Diese Argumentation möge bitte nicht so verstanden werden, dass ich die Beschäftigung mit solchen Themen für völlig nutzlos oder gar abseitig halten würde. Mein Punkt ist:

Es gibt noch jede Menge anderer Themen. Und so sehr das gemeinsame Übelnehmen zu den unaufgebbaren innerlinken Traditionen zu rechnen ist, es ist vermutlich keine so blöde Idee, einfach anzuerkennen, dass es jede Menge anderer wertvoller linker Tätigkeitsbereiche gibt, die wirklich lohnenswert sind.

12.  Es liegt nicht sehr viel Fortschrittspotential darin, wenn die Mehrzahl linker Aktivisten eigentlich ziemlich selbstverständliche bzw. akzeptable Dinge bei sich als "privilegiert" oder "ungerechtfertigt" ansehen, die eben kein Privileg sein sollten.

Darüber hinaus: Gesundheit, Jugend, Attraktivität, Bildungsniveau, Intelligenz, sexuelle Vorlieben, Alter, berufliche Position, Herkunft der Eltern, Hautfarbe, Kleidergröße, Begabungen, psychische Verfassung, Kontostand, Wohnort, Kindheitserfahrungen, Freundes- und Bekanntenkreis - all dies mögen je nach Betrachtungsweise wirksame "Privilegierungen" bzw. tatsächlich relevante Ungleichheitsquellen sein.
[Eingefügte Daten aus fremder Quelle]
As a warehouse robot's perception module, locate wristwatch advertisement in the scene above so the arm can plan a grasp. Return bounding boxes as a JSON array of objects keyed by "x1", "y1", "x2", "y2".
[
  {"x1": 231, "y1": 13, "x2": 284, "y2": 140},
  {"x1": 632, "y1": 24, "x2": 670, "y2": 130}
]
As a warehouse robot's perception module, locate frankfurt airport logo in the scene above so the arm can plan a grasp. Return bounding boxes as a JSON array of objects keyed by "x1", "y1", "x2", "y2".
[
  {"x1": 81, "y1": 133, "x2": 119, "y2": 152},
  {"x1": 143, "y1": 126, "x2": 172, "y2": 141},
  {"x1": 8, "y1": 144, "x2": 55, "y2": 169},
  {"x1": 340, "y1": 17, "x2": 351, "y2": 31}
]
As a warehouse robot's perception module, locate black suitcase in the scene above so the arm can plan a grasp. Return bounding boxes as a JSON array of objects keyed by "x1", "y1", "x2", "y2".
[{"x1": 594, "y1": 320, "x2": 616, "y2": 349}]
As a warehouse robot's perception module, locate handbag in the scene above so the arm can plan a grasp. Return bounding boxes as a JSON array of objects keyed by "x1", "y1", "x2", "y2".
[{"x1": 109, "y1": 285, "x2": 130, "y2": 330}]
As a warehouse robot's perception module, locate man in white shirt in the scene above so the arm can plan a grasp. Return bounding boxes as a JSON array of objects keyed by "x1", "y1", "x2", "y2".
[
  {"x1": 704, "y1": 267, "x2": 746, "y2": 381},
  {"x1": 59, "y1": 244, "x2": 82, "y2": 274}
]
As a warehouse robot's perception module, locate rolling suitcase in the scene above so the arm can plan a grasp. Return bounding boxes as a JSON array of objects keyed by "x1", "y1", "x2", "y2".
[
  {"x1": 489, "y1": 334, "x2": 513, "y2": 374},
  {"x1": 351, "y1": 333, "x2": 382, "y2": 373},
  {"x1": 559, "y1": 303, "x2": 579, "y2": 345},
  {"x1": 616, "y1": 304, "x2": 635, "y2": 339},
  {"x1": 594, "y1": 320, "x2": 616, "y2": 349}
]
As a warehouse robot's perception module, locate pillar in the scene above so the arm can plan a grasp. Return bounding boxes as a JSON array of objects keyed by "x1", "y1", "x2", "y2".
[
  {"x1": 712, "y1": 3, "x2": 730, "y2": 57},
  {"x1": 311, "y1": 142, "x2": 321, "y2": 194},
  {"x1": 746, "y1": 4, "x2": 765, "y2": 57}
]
Es kommt imho wesentlich darauf an, wie sich diese Faktoren bei einem Menschen konstituieren.

Vorhandene "Privilegien" können mitunter einzelne Benachteiligungen in der Summe aufwiegen (womit die Benachteiligungen zwar nicht verschwinden - aber eben leichter werden). Es gibt auch Menschen, die ihre jeweilige Benachteiligungslage deutlich weniger spüren (oder sogar garnicht), obwohl sie z.B. "dunkelhäutig" sind. Es hängt ziemlich viel auch an der konkreten Ausformung einer Benachteiligungslage, und auch am konkreten Erfahrunghintergrund. Es wird noch nicht sonderlich viel von einem Menschen gewusst, wenn sich dieser als "frauisiert, weiß" oder als "people of colour" zu erkennen gibt.

Nicht einmal darüber, inwieweit dieser konkrete Mensch sich in einer eher privilegierten oder benachteiligten Position befindet.